The average hydrodynamic size as observed from the DLS measurements was found to be 161.2 ± 13.0 nm for Si-NSs and 193.4 ± 7.1 nm for Si-NCs (Fig. S1a and b†). Furthermore, the d-spacing calculated from the HR-TEM (Fig. 1(c and g)) of 0.26 nm for Si-NSs and 0.22 nm for Si-NCs corresponds to the 311 and 222 planes of Fe₃O₄, respectively.^34–36 The distinct rings in the SAED patterns (Fig. 1d and h) demonstrated the crystalline character of the synthesised Si-MNPs. The presence of the 311, 400, and 440 planes in Si-NSs and the 422, 444, and 844 planes in Si-NCs further confirmed the development of Fe₃O₄ MNPs.^37,38

The crystallite structure of the MNPs was determined to be Fe₃O₄ by XRD analysis (Fig. 1k). The peak positions and relative intensities matched well with the standard Fe₃O₄ powder XRD data, confirming the presence of Fe₃O₄ without any impurities of other iron oxide phases. The zeta potential of the MNPs exhibited a decrease from −13.0 mV to −34 ± 3.2 mV and from −15.0 mV to −37.0 ± 2.1 mV for Si-NSs and Si-NCs, respectively, after silica functionalization. These findings suggest successful silica coating on both types of MNPs, which is crucial for maintaining their stability in blood circulation (Fig. S1c†).^39,40

To further confirm the elemental composition and states of elements in the MNPs, XPS analysis was conducted in the 0–1350 eV region. The survey spectrum of both MNPs indicated the presence of Fe, O and Si elements (Fig. S1d†). Additionally, the high-resolution XPS spectra of Fe 2p and O1s for MNPs revealed characteristic peaks corresponding to Fe⁺² and Fe⁺³ ions, as well as O⁻² and O⁻¹ species respectively, confirming the formation of Fe₃O₄ (Fig. S1e–h†). The silica coating on the MNPs was verified using FTIR analysis (Fig. S1i†). Strong bands attributed to the asymmetric vibrations and in-and out-of-plane bending of Si–O–Si were observed at 1050 and 960 cm⁻¹. Another prominent band at 1225 cm⁻¹ indicated the presence of Si–OH bonds. Furthermore, the band at 570 cm⁻¹ could be attributed to the Si–Fe–O bond, providing additional evidence for the successful silica coating on the MNPs.^41,42,44

After confirming the physical properties of the MNPs, their biocompatibility was assessed using the MTT assay on the normal murine fibroblast cell line L929 (Fig. S2†). Both Si-NSs and Si-NCs demonstrated biocompatibility within the tested concentration range from 62.5 to 1000 μg ml⁻¹ for 24 h, indicating their suitability for use as a therapy module.

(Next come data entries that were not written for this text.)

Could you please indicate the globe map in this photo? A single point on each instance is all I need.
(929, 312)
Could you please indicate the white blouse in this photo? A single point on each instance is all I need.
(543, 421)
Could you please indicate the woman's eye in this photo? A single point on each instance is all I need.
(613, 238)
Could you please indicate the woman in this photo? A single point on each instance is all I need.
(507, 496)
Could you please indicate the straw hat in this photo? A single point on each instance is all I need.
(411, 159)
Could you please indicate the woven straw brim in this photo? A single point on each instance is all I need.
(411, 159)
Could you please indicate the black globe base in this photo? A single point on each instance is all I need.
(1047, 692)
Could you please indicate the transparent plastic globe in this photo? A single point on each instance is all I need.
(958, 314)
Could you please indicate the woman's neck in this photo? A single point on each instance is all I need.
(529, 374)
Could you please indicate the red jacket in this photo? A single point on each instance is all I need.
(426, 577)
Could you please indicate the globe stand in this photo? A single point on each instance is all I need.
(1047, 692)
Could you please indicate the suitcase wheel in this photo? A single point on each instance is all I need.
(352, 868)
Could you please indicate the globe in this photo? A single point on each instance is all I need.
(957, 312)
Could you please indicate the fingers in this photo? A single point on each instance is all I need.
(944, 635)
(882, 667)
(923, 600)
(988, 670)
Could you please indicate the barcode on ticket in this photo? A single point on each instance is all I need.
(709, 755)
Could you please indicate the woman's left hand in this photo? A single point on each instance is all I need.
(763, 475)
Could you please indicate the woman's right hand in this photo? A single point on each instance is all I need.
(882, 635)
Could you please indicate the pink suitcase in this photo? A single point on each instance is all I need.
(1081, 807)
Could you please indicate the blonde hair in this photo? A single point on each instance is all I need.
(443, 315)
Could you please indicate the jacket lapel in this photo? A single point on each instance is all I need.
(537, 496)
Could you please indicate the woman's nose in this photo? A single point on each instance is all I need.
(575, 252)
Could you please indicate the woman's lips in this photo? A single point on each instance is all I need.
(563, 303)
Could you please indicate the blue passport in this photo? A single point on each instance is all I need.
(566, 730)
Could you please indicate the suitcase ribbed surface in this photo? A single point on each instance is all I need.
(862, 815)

2.2. Calorimetric hyperthermia profile of MNPs

To evaluate the calorimetric magnetic hyperthermic potential of the Si-MNPs for the preparation of BacMags, the optimum frequency and strength of the AMF were determined. Aqueous Si-MNP (Si-NS) suspensions at a concentration of 1 mg ml⁻¹ were exposed to various frequencies and field strengths (Fig. S3a and b†). Among all the combinations tested, a magnetic field strength–frequency combination of 375 Oe and 165 kHz was chosen for in vitro experiments, as this combination resulted in a heating profile that fell within the hyperthermic window with the specific absorption rate (SAR) of 107 W g⁻¹. Importantly, this combination also adhered to the biosafety Hf value (Fig. S3c and d†).²¹ It is crucial to note that high values of frequency and AMF amplitude can potentially cause damage to healthy tissues due to the heat generated by eddy currents. Therefore, MNPs should generate sufficient heat within the therapeutic Hf range. As expected, the heat response of the MNPs was dependent on the magnetic field strength and frequency, leading to an increase in SAR with a corresponding increase in H² and f.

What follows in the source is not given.